Always addressing the hand, his full attention fixed upon it as it moved, he repeated this burden over and over. "We must know exactly what happened in Mrs. Hunt's room to-night! Tell us what happened in Mrs. Hunt's room to-night. . . . What happened in Mrs. Hunt's room to-night?"

Conlon and I both noted that Susan's breathing, hitherto barely to be detected, gradually grew more labored while Doctor Askew insisted upon and pressed home his monotonous refrain. He had so placed himself now that he could follow the slowly pencilled words. More and more deliberately the hand moved; then it paused. . . .

"What happened in Mrs. Hunt's room to-night?" chanted Doctor Askew.

"This ain't right," muttered Conlon. "It's worse'n the third degree. I don't like it."

He creaked uneasily away. The hand moved again, hesitatingly, briefly.

"Ah," chanted Doctor Askew—always to the hand—"it was an accident, was it? How did it happen? Tell us exactly how it happened—exactly how it happened. We must know. . . . How did the accident happen in Mrs. Hunt's room to-night?"

Again the hand moved, more steadily this time, and seemingly in response to his questions.

Doctor Askew glanced up at me with an encouraging smile. "We'll get it now—all of it. Don't worry. The hand's responding to control."

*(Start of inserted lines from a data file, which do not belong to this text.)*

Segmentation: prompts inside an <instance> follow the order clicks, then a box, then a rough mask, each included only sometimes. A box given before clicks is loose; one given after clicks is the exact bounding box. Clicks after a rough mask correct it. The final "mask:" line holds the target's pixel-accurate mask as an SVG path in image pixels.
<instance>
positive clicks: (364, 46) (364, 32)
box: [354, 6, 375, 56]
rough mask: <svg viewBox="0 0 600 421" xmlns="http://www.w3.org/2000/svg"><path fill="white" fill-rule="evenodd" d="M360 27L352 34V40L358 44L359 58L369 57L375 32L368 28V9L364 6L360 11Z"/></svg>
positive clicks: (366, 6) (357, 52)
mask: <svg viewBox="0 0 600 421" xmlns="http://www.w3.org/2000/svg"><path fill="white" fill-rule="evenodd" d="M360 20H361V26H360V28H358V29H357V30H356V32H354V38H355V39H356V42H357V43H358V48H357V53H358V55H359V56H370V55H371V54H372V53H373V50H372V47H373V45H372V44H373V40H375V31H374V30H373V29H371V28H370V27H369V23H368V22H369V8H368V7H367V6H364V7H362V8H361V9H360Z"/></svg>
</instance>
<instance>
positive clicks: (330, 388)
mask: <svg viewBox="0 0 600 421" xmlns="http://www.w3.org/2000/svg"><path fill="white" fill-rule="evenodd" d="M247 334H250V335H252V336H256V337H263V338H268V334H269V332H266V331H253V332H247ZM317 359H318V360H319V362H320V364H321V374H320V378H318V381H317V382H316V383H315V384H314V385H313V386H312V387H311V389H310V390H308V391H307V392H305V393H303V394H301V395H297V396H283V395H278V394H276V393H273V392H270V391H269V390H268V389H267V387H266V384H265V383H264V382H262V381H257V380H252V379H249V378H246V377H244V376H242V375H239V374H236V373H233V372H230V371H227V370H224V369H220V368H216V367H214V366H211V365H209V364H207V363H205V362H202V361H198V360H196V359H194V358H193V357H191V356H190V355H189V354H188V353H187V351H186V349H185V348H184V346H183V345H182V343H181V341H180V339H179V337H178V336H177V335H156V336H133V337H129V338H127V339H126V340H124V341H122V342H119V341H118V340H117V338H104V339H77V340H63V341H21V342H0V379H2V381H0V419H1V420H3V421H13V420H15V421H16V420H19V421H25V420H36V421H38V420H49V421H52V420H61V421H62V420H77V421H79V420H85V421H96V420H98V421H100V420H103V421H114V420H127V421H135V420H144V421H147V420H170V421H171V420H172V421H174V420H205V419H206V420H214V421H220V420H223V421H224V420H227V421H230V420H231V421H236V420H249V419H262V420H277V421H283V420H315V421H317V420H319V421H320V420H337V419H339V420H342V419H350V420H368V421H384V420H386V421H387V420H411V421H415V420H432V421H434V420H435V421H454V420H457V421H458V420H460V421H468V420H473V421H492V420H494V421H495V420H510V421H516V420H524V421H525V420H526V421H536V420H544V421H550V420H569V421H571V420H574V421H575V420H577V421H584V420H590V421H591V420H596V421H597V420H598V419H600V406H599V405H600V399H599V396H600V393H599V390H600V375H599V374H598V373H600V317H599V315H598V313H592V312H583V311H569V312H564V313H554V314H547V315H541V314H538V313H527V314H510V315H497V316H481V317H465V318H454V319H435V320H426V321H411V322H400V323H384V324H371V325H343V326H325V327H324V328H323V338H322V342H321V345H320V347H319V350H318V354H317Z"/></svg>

Though sufficiently astonished and disturbed by this performance, I was not, like Conlon, wholly at sea. Sober accounts of automatic writing could be found in all modern psychologies; I had read some of these accounts—given with all the dry detachment of clinical data. They had interested me, not thrilled me. No supernatural power was involved. It was merely the comparative rarity of such phenomena in the ordinary normal course of experience that made them seem awe-inspiring. And yet, the hand there, solely animate, patiently writing in entire independence of a consciously directing will——! My spine, too, like Conlon's, registered an authentic shiver of protest and atavistic fear. But, throughout, I kept my tautened wits about me, busily working; and they drove me now on a sudden inspiration to the writing-table, where I seized pen and paper and wrote down with the most collected celerity a condensed account of—for so I phrased it—"what must, from the established facts, be supposed to have taken place in Mrs. Hunt's boudoir, just after Miss Blake had entered it." I put this account deliberately as my theory of the matter, as the one solution of the problem consistent with the given facts and the known characters involved; and I had barely concluded when I was startled to my feet by Doctor Askew's voice—raised cheerily above its monotonous murmur of questions to the hand—calling my name.

"What are you up to, Mr. Hunt? My little experiment's over. It's a complete success."